Georgia Tech’s marquee game on the 2014 home schedule will be its Nov. 15 game against ACC rival Clemson.
The athletic department is considering an auction-style sales format to maximize revenue from the game.
“I think the growth of the secondary ticket market has spurred this, as people have seen a third party profiting significantly on high-demand games and saying, ‘Well, you know what? We sure could use those resources,’” Tech athletic director Mike Bobinski said.
Tech staffers have been in contact with counterparts at Northwestern, which sold single-game tickets for two premium games last season using a version of a “Dutch auction” suggested by Northwestern economists. Every dollar counts at Tech, which continually struggles to break even financially and doesn’t fully fund scholarships for its track, cross country and swimming teams.

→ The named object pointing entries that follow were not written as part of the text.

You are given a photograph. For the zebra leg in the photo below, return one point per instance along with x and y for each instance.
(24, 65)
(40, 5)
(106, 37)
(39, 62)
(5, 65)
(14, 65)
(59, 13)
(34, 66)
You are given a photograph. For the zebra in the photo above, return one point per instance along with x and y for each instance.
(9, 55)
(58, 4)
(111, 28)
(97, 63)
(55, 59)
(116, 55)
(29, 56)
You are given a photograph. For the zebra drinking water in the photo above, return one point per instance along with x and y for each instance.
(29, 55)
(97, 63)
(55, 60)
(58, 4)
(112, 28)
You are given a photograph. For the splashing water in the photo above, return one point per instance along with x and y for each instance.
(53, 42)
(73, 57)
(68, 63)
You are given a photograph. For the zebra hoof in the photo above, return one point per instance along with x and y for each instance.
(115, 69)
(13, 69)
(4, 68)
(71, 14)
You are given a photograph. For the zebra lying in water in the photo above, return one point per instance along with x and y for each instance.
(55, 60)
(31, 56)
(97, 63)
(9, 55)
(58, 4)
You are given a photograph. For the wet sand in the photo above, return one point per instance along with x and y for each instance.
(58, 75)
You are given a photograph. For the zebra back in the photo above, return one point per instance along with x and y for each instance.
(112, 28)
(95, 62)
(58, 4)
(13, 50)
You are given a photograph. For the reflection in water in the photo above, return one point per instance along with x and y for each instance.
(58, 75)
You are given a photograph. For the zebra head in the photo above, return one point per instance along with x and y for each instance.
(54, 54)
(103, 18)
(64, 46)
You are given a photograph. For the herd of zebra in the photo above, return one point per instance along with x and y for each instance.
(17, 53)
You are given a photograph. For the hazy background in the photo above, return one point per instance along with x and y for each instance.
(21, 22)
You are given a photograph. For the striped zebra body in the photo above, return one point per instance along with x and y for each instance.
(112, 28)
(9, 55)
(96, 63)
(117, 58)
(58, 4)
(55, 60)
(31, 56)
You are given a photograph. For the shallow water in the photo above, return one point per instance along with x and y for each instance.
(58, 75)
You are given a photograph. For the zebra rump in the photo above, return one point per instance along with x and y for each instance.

At Northwestern, the school sold single-game tickets for its games against Ohio State and Michigan using a modified auction. It established prices for three different tiers of seats and then lowered the prices based on demand until that tier sold out. Ticket buyers who purchased at a higher price were refunded the difference between their price and the final, lowest price. There was also a “floor price” that the school wouldn’t go below to avoid selling for less than what season-ticket holders paid.
Those going in at a higher price “are not going to feel like they got burned,” Northwestern assistant athletic director Ryan Chenault said. “The benefit, too, is if you jump in early, you get the better seats.”
Chenault would not provide sales figures, but noted that the final sales price for sideline tickets for the Ohio State game was about $190. The Michigan tickets sold for more than $100. As a comparison, the 2012 game against Nebraska, Northwestern’s highest ticket price was $70.
Chenault said there wasn’t much pushback from fans as marketers were proactive in explaining the auction. It was also pitched as an added benefit for season-ticket holders, as they could secure tickets for those premium games and avoid the auction.
“It makes (season tickets) a lot more attractive,” Chenault said.
In fact, Northwestern reached an all-time high for season tickets sales, surpassing even the years following the Wildcats’ Rose Bowl trips.
Tech’s consideration follows the trend in professional and college athletics to adjust ticket prices based on the opponent as well as the popularity of ticket re-sale websites such as Stubhub. Tech already sets different prices for ACC games and the Georgia game compared to other non-conference games.
Though Tech has yet to put tickets for the 2014 season up for sale, a seller on Stubhub was asking on Monday for $217.60 per seat for tickets to the Clemson game in Section 111, the northernmost section on the west sideline. Last year, tickets for ACC games were $40 and the Georgia game was $90.
“Instead of letting (ticket re-sellers) do that, why don’t we get into that business somehow, some way and capture that differential?” Bobinski said.
At a Tech Athletic Association board of trustees meeting in January, where the auction idea was presented, school president G.P. “Bud” Peterson had his own revenue-capturing suggestion for the Clemson game.
Said Peterson, “Charge ’em an extra 20 bucks if they wear that ugly purple and orange.”